Tesco under fire over ‘pay to play’ money
Tesco has been asking for up to €500,000 per supplier to gain shelf space in its 119 stores across the country, according to The Irish Times.
12 March 2010 | 0
The Irish Times reported that Tesco has been demanding millions of euro from Irish suppliers over the past few months in order to continue stocking their products on the supermarket’s shelves.
According to the paper the chain was asking for up to half a million euro per supplier in order to gain shelf space in its 119 stores around the country.
There have also been complaints about other large retailers making similar demands on suppliers but those made by Tesco are much higher.

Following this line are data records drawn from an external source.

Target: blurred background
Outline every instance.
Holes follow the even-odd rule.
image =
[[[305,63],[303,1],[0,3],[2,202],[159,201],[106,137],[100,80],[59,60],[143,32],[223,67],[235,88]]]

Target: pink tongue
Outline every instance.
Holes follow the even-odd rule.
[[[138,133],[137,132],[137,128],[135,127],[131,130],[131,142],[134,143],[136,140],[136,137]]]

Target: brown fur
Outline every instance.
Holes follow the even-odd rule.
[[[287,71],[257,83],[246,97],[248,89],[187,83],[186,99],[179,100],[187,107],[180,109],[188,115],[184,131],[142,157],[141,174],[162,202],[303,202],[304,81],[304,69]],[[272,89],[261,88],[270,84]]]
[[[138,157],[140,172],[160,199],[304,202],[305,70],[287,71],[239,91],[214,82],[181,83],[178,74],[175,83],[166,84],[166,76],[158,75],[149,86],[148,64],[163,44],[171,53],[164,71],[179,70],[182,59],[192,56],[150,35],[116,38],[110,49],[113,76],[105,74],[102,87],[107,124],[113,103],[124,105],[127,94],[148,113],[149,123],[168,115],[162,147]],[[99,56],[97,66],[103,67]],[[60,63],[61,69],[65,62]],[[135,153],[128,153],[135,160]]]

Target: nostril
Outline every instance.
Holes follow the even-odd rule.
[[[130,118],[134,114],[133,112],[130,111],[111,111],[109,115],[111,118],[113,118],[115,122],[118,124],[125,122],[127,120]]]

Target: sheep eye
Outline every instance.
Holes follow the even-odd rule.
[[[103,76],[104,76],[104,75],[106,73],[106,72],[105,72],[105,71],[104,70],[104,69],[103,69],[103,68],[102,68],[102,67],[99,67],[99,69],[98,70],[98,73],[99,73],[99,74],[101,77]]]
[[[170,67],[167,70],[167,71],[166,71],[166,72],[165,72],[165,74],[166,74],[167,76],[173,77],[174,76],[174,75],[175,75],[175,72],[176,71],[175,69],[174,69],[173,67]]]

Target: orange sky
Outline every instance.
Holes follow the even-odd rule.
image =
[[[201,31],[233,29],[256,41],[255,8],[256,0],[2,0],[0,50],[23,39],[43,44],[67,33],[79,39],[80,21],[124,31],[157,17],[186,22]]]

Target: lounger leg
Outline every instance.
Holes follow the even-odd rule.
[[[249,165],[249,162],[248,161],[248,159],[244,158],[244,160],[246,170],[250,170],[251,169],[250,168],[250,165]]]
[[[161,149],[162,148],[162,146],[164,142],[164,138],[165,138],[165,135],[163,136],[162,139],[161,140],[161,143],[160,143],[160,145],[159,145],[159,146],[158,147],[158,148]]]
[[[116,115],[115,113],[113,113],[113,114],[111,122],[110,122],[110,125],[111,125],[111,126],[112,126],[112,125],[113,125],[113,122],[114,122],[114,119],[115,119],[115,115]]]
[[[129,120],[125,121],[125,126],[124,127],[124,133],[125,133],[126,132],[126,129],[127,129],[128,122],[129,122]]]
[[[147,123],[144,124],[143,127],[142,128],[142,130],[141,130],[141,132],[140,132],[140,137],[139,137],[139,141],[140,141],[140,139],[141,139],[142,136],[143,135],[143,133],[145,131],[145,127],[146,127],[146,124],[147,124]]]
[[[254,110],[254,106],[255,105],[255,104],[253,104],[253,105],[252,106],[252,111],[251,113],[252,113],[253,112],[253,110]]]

Three suppliers have told The Irish Times they were asked to pay substantial six-figure sums to have their products relisted on Tesco’s shelves, or to keep them there.
Asked about the payments, Tesco said that “normal negotiations are under way with a range of suppliers”.
Requesting “pay to play” money is not illegal but it increases the overall cost of the goods for consumers. Although suppliers admit they feel bullied by Tesco they will not speak on the record for fear of being delisted.
Jim Power, an economist who chairs the Love Irish Food campaign, called on the Competition Authority to investigate.
He said he was aware of the pressure suppliers were being put under. “This cannot be allowed to happen because it will destroy an important strand of the fabric of Irish society. Irish suppliers cannot be pushed out of the market as part of the Tescoisation of society. There’s a difference between what’s not illegal and what’s not in the best interests of our society.”
A survey undertaken by Shelflife in November revealed that 95% of retailers felt under increased pressure to agree to less favourable conditions from larger retailers. It also revealed that 50% of suppliers had been threatened with delisting of products and that Dunnes Stores had applied the most pressure to reduce prices and/or alter terms of their conditions.
Last year, Tesco made profits of about €250 million in the Irish market, which is one of the most profitable parts of its worldwide retail empire.